The management of resources involving a company’s employees at or en route to a customer’s property rather than on company property. Examples include driver and service management, locating vehicles, billing and accounting, dispatching and scheduling work, and other back-office activities.

Inventory Optimization

To put it simply, the act of balancing available inventory while keeping in mind supply volatility and market needs to make the most money (not simple at all).

Inventory Software

Software that helps original equipment manufacturers (OEMs) manage the supply chain of manufactured goods. Applications are designed to track and manage all production processes from sales to material purchases and delivery of goods.


The Internet of Things, or IoT, describes objects (or a collection of objects) that are connected by technology such as sensors, software or other processing capabilities. The technology allows objects to collect and exchange data over the internet or other networks. For inventory management, this can be particularly helpful when managing and optimizing a large number of SKUs.

Machine Uptime

Machine uptime, also known as machine availability, or simply uptime, can often be an element of a Service Level Agreement (SLA) and means the percentage of time a machine or piece of equipment is in operation. Poor performance and/or lack of availability of a machine can lead to work stoppage, which includes machine repair time and increased cost.
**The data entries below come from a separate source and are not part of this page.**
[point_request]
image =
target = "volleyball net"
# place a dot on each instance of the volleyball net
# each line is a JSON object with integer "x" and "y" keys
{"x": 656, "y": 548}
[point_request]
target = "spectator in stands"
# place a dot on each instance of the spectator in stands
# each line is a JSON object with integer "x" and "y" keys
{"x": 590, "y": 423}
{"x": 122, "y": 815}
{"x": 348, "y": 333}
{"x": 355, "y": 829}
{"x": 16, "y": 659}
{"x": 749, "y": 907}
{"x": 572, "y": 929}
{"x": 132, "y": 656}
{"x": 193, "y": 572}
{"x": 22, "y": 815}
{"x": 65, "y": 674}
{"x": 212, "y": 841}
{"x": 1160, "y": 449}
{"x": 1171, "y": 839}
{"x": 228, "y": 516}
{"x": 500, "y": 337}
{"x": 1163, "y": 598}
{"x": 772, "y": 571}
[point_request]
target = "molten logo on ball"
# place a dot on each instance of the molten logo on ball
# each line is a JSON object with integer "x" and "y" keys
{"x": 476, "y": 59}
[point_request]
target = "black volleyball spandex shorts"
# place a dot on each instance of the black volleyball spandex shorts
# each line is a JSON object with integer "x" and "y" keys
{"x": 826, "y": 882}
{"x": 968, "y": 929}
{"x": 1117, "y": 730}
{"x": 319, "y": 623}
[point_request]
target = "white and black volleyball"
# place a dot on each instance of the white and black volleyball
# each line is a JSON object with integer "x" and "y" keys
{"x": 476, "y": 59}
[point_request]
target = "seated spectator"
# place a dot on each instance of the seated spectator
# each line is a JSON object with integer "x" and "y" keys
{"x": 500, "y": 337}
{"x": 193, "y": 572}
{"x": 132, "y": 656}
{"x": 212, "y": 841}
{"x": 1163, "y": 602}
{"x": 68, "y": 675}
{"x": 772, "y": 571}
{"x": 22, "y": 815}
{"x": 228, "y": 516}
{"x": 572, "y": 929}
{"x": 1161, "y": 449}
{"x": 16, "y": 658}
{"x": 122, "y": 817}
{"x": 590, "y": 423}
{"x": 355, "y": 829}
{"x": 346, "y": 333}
Original Equipment Manufacturer, or OEM, or simply Manufacturer, refers to a company that sells products or parts of a product that are branded and/or put together by a different company and then sold under their brand.

Parts Pricing

This refers to service parts pricing in the aftermarket, also known as the “after-sales market.” Parts pricing has to be consistent and aligned with internal priorities while also taking external market valuations in consideration. The goal is to maximize profits by getting the most value from parts at a competitive price.

Price Optimization

Price optimization is finding the most effective price for a good or service that will ensure profitability and drive customer demand. In order to fully optimize pricing, a business should analyze historical data, analyze customer behavior, decide on pricing tiers, and be open to readjusting as necessary.

Pricing Software

Pricing software helps businesses collect and analyze current pricing data and execute optimized pricing based on the market. Pricing software is often split into pricing analytics, price management, price optimization, and price execution.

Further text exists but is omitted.